The Labour member believes more healthcare related courses should be established in the region to meet staffing challenges in many clinical disciplines, including – midwifery, mental health services and women’s health services.

In 2019 the University of the Highlands and Islands established a shortened midwifery course in response to the need for staff in northern health boards but the Scottish Government did not approve a third cohort in 2021 and moved the course to Edinburgh Napier University instead.

Now Mrs Grant hopes that by raising the issue in debate it will be clear to the government that the workforce shortage is still prevalent in the Highlands and Islands and it is slowing the expansion of services.

She was backed by other prominent MSPs including fellow Highland member Edward Mountain as well as Jackie Baillie, Neil Bibby, Miles Briggs, Katy Clark, Pam Duncan-Glancy, and Pam Gosal.

Mrs Grant highlighted how new facilities like Broadford on Skye and National Treatment Centre in Inverness have and are struggling to get staff and cannot work at their full potential.

“We recently saw the Cabinet Secretary for Health, Humza Yousaf, open two new community hospitals in the Highland region,” she said. “As much as I welcome this investment, lack of staff means that part of the new Broadford Hospital remains unused.
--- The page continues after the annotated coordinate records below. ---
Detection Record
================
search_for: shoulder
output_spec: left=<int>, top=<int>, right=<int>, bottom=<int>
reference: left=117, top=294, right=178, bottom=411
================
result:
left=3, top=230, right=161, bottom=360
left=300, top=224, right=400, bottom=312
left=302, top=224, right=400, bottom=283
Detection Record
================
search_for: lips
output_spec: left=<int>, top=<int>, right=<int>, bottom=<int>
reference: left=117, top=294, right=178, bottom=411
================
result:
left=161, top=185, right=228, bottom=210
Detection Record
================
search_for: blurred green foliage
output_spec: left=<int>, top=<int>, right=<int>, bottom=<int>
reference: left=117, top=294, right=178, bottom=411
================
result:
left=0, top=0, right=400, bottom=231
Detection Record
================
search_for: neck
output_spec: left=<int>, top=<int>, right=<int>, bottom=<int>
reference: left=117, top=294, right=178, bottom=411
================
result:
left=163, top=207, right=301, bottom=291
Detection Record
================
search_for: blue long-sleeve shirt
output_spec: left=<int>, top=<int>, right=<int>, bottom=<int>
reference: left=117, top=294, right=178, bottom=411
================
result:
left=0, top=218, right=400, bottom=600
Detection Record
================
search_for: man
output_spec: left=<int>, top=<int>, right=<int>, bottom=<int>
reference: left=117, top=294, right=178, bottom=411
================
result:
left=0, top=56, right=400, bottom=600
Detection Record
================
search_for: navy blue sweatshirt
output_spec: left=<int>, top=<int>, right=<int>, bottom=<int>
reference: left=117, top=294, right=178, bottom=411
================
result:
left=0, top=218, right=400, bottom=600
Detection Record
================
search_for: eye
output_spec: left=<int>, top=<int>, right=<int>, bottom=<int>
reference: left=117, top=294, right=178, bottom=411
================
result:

“We must establish local courses using our world-renowned university. This will not only encourage students to move here, work here and hopefully set down roots here but it will also utilise local talent who cannot or don’t want to move elsewhere.

“In the face of more people reaching retirement age and the need to develop more services, I appreciate that NHS Highland are requiring staff urgently and thus they’re looking to recruit elsewhere however, The Scottish Government need to do more to help Boards recruit, train and retain staff, especially within our northern Health Boards.”

The full motion states:

That the Parliament notes the reported ongoing issues with staff recruitment in NHS Highland, while it attempts to expand its services by providing a National Treatment Centre in Inverness and to support NHS Grampian by providing obstetric services for Moray; considers that the Highlands and Islands has a world-class university in the University of the Highlands and Islands (UHI); understands that UHI previously carried out successful training of midwifery staff for the Highlands and Islands region to meet staffing demand as part of a two-year pilot in response to a specific workforce need; further understands that funding for this programme has now been moved to Edinburgh Napier University to cover the whole of Scotland; notes the view that NHS staff should be trained close to home in order to enhance recruitment and retention of staff, and further notes the call, therefore, for the Scottish Government to develop training for NHS staff at the University of the Highlands and Islands.